Privilégier l’ancrage physique

Une nouvelle levée de fonds est en cours afin d’accélérer le développement de la start-up, qui prélève 21 % de commission sur chaque prestation et vise à terme l’autonomie financière, à condition de tripler le nombre de prestations… Le fondateur ne doute pas de la portée de son concept. Un troisième kiosque vient d’ouvrir dans le 15e arrondissement, après le 4e et le 17e arrondissements, et trois autres devraient voir prochainement le jour dans le sud et l’est parisien tandis que Lulu mobile, une camionnette customisée, sillonne les marchés de la capitale pour se faire connaître et donner corps à son offre de services.

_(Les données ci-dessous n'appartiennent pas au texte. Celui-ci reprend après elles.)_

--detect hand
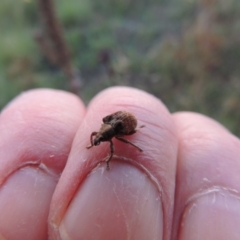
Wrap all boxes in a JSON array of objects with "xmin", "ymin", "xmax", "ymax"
[{"xmin": 0, "ymin": 87, "xmax": 240, "ymax": 240}]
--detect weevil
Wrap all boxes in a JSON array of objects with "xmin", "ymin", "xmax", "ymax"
[{"xmin": 87, "ymin": 111, "xmax": 145, "ymax": 170}]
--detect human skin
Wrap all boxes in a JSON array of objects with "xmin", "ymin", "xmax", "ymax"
[{"xmin": 0, "ymin": 87, "xmax": 240, "ymax": 240}]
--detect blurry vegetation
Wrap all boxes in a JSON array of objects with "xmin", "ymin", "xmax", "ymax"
[{"xmin": 0, "ymin": 0, "xmax": 240, "ymax": 136}]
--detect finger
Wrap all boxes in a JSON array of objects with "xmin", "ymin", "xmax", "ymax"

Un corner Lulu vient même d’ouvrir dans un hypermarché Carrefour de la ville. ” Par rapport aux plateformes collaboratives classiques, nous sommes attachés à un ancrage physique même si nous avons un back-office qui gère les demandes via notre site internet. Les kiosques sont essentiels car ils participent à une logique de proximité et à une valorisation des contacts humains. Cela veut dire qu’on existe pour de vrai “. Y compris à l’étranger qui a eu vent du modèle. De la Belgique à l’Italie, les sollicitations sont nombreuses. Alors à quand un Lulu in Strada et une franchise à l’international ? ” Notre objectif premier est de couvrir Paris avec 500 prestataires répartis par quartiers. Après, nous verrons comment nous déployer intelligemment en régions et ailleurs. Nous n’en sommes encore qu’au ramp-up. Tout est envisageable même si je pense que la succursale est préférable à la franchise pour garder la maîtrise du développement. Il faut s’assurer que le projet, qui a un pied dans l’économie et l’autre dans le solidaire, ne sera pas dévoyé. L’équilibre est fragile. Pour l’instant, on apprend à marcher. ” De préférence sans trébucher, même si on peut toujours compter sur un Lulu pour aider à vous relever.

ANTOINE MORENO

Changer une ampoule, arroser les plantes, ouvrir des huîtres pour un dîner de huit personnes ou rafraîchir d’un coup de peinture le salon : les sollicitations sont aussi variées que le profil des prestataires.